東京大学の位髙啓史特任准教授らは、マウス脳へとNEPを安全に送達する方法として、NEPを運ぶmRNAを内包した高分子ナノミセルの開発に成功した。今回の結果は、アルツハイマー病をはじめとする脳疾患の標的治療薬に新時代の幕開けを告げることになるかもしれない。
ナノミセルとは、自己組織化する微小な高分子構造物である。内核にmRNAを内包したナノミセルは、体内の標的部位に到達後、溶解し、mRNAを放出する。位髙のチームによって開発されたナノミセルは、脳細胞へのmRNA放出後、毒性の無い状態に迅速に分解されるため、他の遺伝子導入法と比較して安全性が高い。
培養細胞を用いた効果検証に続いて、mRNAを内包したナノミセルを直接マウス脳へと注入したところ、NEP mRNAが脳細胞へと送達され、脳組織中でNEP濃度が上昇した。その結果、脳内のAβ濃度が有意に低下した。これはまさに、mRNAによって脳へ治療薬を送達できる可能性を示した初の成果である。

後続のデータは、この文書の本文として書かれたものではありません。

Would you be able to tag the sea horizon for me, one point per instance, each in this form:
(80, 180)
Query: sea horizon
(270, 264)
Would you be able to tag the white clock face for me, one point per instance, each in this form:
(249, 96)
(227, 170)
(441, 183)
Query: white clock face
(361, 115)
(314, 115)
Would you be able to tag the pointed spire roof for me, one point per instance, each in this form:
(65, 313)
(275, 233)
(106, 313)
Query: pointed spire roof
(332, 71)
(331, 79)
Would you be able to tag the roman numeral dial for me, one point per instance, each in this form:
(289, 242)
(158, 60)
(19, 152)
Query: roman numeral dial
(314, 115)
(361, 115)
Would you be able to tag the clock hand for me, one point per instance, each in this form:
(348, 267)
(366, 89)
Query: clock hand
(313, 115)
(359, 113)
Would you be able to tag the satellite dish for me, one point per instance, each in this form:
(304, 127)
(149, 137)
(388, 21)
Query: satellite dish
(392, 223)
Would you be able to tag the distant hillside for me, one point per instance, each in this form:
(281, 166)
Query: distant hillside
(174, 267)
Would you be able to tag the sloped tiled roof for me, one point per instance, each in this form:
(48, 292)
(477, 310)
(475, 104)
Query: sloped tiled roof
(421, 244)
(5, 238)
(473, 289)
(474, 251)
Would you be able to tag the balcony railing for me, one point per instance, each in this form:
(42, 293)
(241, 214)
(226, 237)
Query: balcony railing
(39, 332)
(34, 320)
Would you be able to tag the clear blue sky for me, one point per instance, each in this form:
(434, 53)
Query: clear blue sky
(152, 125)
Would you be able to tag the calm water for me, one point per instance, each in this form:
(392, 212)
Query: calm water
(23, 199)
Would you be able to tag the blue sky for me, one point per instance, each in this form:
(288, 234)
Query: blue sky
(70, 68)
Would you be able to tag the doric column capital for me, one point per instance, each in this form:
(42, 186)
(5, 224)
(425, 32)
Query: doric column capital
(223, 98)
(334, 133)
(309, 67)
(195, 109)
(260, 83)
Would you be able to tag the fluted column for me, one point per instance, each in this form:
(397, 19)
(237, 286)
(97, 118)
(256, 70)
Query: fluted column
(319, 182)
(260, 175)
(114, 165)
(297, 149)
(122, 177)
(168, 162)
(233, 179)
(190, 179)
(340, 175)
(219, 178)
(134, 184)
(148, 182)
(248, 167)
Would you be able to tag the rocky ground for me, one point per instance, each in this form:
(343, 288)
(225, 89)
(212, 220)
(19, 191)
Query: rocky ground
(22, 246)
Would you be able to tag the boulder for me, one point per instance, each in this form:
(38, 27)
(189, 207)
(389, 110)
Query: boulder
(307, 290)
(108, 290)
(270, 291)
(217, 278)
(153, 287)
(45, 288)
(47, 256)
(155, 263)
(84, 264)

Reference and affiliations
C-Y. Lin a, F. Perche a, M. Ikegami a, S. Uchida a, K. Kataoka a,b,**, K. Itaka a,*. Messenger RNA-based therapeutics for brain diseases: An animal study for augmenting clearance of beta-amyloid by intracerebral administration of neprilysin mRNA loaded in polyplex nanomicelles. The Journal of Controlled Release 235 (2016)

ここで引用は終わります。